We generate source signal data by simulating dipole sources with a fixed orientation. Damped sinusoidal oscillations with frequencies sampled randomly between 1 and 75 Hz are created as voxel source time courses. The time-courses are then projected to the sensors using the lead-field matrix generated by the forward model. We consider 271 MEG sensors and a single-shell spherical model (Hallez et al., 2007) implemented in SPM12 (http://www.fil.ion.ucl.ac.uk/spm) at the default spatial resolution of 8,196 voxels corresponding approximately to a 5-mm inter-voxel spacing. We simulated 480 samples for which sampling frequency is 1200 Hz and signal duration is 0.8 s.

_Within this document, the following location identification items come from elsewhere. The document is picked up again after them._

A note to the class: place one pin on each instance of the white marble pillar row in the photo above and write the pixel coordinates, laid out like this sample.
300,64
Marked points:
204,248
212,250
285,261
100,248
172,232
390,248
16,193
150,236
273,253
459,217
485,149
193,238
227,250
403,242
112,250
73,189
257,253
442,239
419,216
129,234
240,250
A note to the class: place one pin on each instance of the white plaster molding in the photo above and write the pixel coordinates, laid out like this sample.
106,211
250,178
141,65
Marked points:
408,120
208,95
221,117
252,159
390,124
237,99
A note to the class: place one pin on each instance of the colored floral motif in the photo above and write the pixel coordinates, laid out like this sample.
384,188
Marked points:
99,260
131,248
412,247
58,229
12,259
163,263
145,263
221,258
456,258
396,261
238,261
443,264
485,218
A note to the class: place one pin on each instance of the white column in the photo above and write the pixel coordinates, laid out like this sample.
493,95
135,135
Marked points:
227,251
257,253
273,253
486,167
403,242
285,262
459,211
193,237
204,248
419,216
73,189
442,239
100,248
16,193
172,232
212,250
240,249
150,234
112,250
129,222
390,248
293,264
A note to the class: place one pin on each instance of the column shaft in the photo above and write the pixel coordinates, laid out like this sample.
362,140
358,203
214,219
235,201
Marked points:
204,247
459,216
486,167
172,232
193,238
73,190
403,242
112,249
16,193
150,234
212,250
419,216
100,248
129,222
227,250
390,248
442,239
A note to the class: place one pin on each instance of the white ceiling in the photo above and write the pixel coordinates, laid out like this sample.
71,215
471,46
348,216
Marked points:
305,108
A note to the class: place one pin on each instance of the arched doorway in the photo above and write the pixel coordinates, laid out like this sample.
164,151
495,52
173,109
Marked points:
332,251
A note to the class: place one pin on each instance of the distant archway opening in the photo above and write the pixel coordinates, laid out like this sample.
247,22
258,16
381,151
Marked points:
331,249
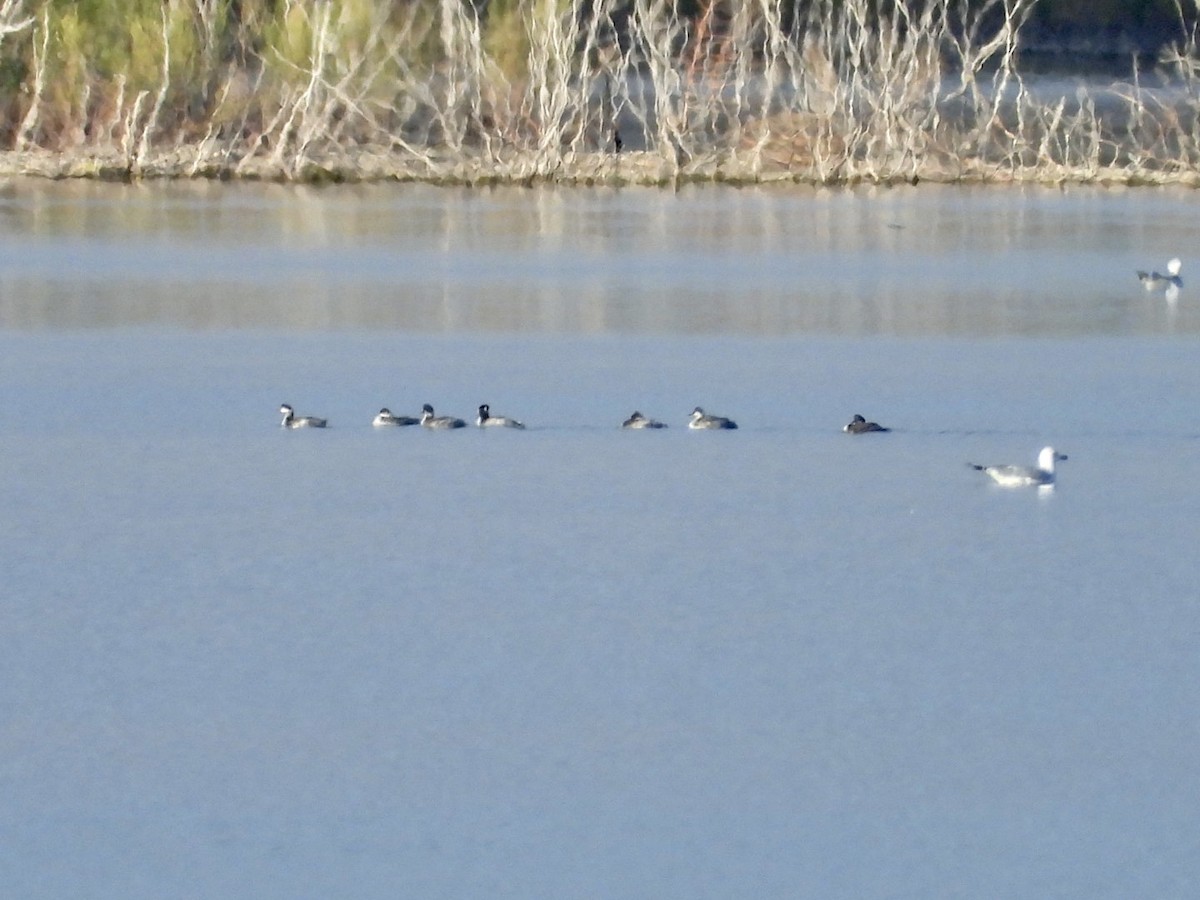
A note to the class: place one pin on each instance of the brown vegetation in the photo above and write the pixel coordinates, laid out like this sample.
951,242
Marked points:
599,91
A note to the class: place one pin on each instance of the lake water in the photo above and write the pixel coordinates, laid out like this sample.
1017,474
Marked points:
574,661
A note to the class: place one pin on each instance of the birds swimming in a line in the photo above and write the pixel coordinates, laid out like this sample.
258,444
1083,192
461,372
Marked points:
858,425
1041,475
700,419
486,419
439,421
291,420
1171,282
385,418
641,421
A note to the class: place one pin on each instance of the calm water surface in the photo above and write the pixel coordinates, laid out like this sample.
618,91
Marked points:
575,661
925,261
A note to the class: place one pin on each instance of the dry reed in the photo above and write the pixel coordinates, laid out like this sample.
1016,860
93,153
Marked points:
609,91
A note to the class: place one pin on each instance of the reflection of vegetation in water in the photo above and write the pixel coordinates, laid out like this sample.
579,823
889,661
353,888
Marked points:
828,90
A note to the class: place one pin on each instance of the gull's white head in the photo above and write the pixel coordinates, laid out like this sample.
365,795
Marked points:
1048,457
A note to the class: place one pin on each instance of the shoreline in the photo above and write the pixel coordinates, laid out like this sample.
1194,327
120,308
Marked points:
367,165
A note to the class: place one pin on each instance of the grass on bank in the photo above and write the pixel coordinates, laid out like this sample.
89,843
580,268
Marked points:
521,90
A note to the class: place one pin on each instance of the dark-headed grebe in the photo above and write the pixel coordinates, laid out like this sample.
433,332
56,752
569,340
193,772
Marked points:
291,420
700,419
486,420
439,421
858,425
385,418
640,421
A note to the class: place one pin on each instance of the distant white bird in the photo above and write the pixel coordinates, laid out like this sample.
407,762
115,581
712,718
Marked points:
486,419
439,421
858,425
387,418
1041,475
1171,282
700,419
291,420
640,421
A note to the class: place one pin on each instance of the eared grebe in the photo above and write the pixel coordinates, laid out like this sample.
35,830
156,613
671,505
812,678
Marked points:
439,421
700,419
640,421
291,420
385,418
1171,282
486,420
858,425
1041,475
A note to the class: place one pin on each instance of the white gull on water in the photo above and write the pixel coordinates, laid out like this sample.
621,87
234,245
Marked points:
1171,282
1025,475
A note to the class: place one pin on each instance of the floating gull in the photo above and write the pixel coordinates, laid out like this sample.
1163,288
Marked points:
640,421
858,425
1171,282
439,421
385,418
502,421
700,419
1041,475
291,420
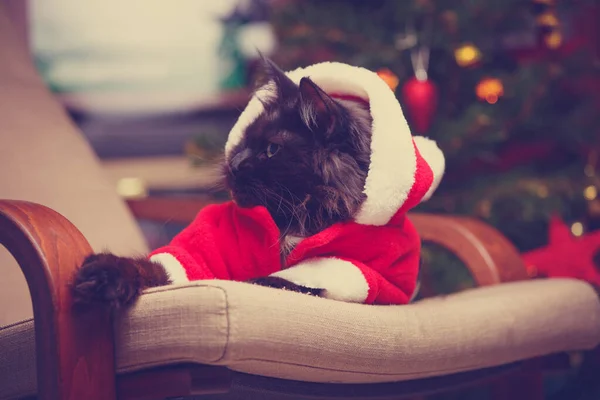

To evaluate the robustness of the proposed method, we randomly choose noise activity with real brain noise consisting of actual resting-state sensor recordings collected from ten human subjects presumed to have only spontaneous brain activity and sensor noise. Signal-to-noise ratio (SNR) and correlations between voxel time courses are varied to examine algorithm performance. The SNR and time course correlation are defined in Owen et al. (2012). We show an example of time-course reconstruction using our proposed method in Figures 1, 2. The top plot in Figure 1 is the simulated ground-truth MEG signal with five active sources. This is followed by the time-course at the MEG sensor (before adding the noise). Moreover, finally, the time-course at the bottom in Figure 1 is the measured signal at the MEG sensor with additive noise of 5 dB. The reconstructed time-series using our method SNC is shown in Figure 2. We also display the time-series reconstructions obtained using NLC (Cai et al., 2021), sLORETA (Pascual-Marqui et al., 2002), LCMV (Van Veen et al., 1997), and MCE (Matsuura and Okabe, 1995). It is noteworthy that the new method SNC is able to reconstruct the time-series best. For all simulations, the inter-source correlation coefficient was fixed at 0.99 and the SNR was fixed at 3 dB. To highlight the source localization by all five methods, we show the power at each voxel of the reconstructed time-series and compare it with the ground-truth in Figure 3. Notice that our method SNL achieves the best results to rightly localize the brain sources. In other words, it shows the localization performance of the methods in the simulation experiment.
Figure 1. Simulated MEG signal, structured noise, and measurement from MEG sensors. In this experiment, we have five brain sources as we see on the top plot. The second plot shows the noise generated as per our model of structured noise. The third plot presents the measured signal at the MEG sensor resulting only from the active brain source time-series—Lx in Equation 1. Finally, the time-series at the bottom is the one captured at MEG sensors resulting from both active sources and noise—y in Equation 1. For all these, we show 480 time-points.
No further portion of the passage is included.